Replace the red values with your own information.
The pazar IDs are internal IDs that will not be stored. They can be anything as long as they are unique throughout the file.


2.2 - Annotating a Regulatory Sequence without any gene information TOP
The 'reg_seq' element can also be embedded in a 'marker' element if the gene regulated by the sequence is not defined yet. The marker can be a gene but then it is just used for location purpose and not to infer any role for the sequence on this gene.

    <marker db_accn="ENSG00000133256" description="PDE6B" pazar_id="ma_0001">
      <db_source db_name="EnsEMBL" assembly="37_35j"/>
         <reg_seq pazar_id="rs_0001" quality="tested" sequence="ATTTGTAGGAGTGAGTCAGCTGACCCGC">
          <coordinate begin="609283" end="609310" length="28" strand="+">
            <location band="p16.3" chr="4" species="Homo sapiens">
              <db_source db_name="EnsEMBL" assembly="37_35j"/>
            </location>
          </coordinate>
        </reg_seq>
    </marker>

Replace the red values with your own information.
The pazar IDs are internal IDs that will not be stored. They can be anything as long as they are unique throughout the file.

2.3 - Annotating a Transcription Factor TOP
A transcription factor is described in multiple steps.
First, at the gene level: The 'tf' element is embedded in both 'transcript' and 'gene_source' elements. Multiple 'transcript' elements can be used to describe multiple isoforms of a gene.
Then, at the protein level: The 'funct_tf' element captures the functional protein information with as many 'tf_unit' elements as there are proteins in the complex (1 for monomers, 2 for dimers,...). The tf_id calls a pazar_id from a 'tf' element.

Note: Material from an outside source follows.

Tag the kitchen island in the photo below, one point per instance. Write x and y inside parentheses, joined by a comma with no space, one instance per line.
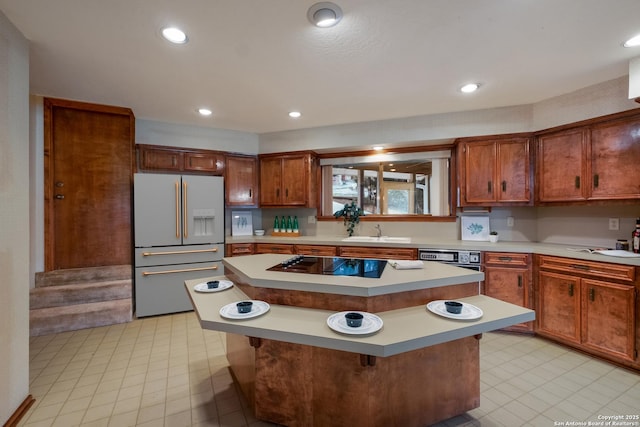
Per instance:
(295,370)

    <gene_source db_accn="ENSG00000129535" description="NRL" pazar_id="gs_0002">
      <db_source db_name="EnsEMBL" assembly="37_35j"/>
      <transcript db_accn="ENST00000250471" pazar_id="tr_0002">
        <db_source db_name="EnsEMBL" assembly="37_35j"/>
        <tf class="bZIP" family="MAF" pazar_id="tf_0001"/>
      </transcript>
    </gene_source>
    <funct_tf funct_tf_name="NRL" pazar_id="fu_0001">
      <tf_unit pazar_id="tu_0001" tf_id="tf_0001"/>
    </funct_tf>

Replace the red values with your own information.
The pazar IDs are internal IDs that will not be stored. They can be anything as long as they are unique throughout the file.


2.4 - Annotating an Artificial Sequence TOP
The 'construct' element can be used to describe any sequence without specific genomic coordinates (e.g. a synthesized oligonucleotide representing a consensus binding site).

    <construct construct_name="FN-13A" description="random oligo" sequence="gggtgagtcagcg" pazar_id="co_0001"/>
    <
Replace the red values with your own information.
The pazar IDs are internal IDs that will not be stored. They can be anything as long as they are unique throughout the file.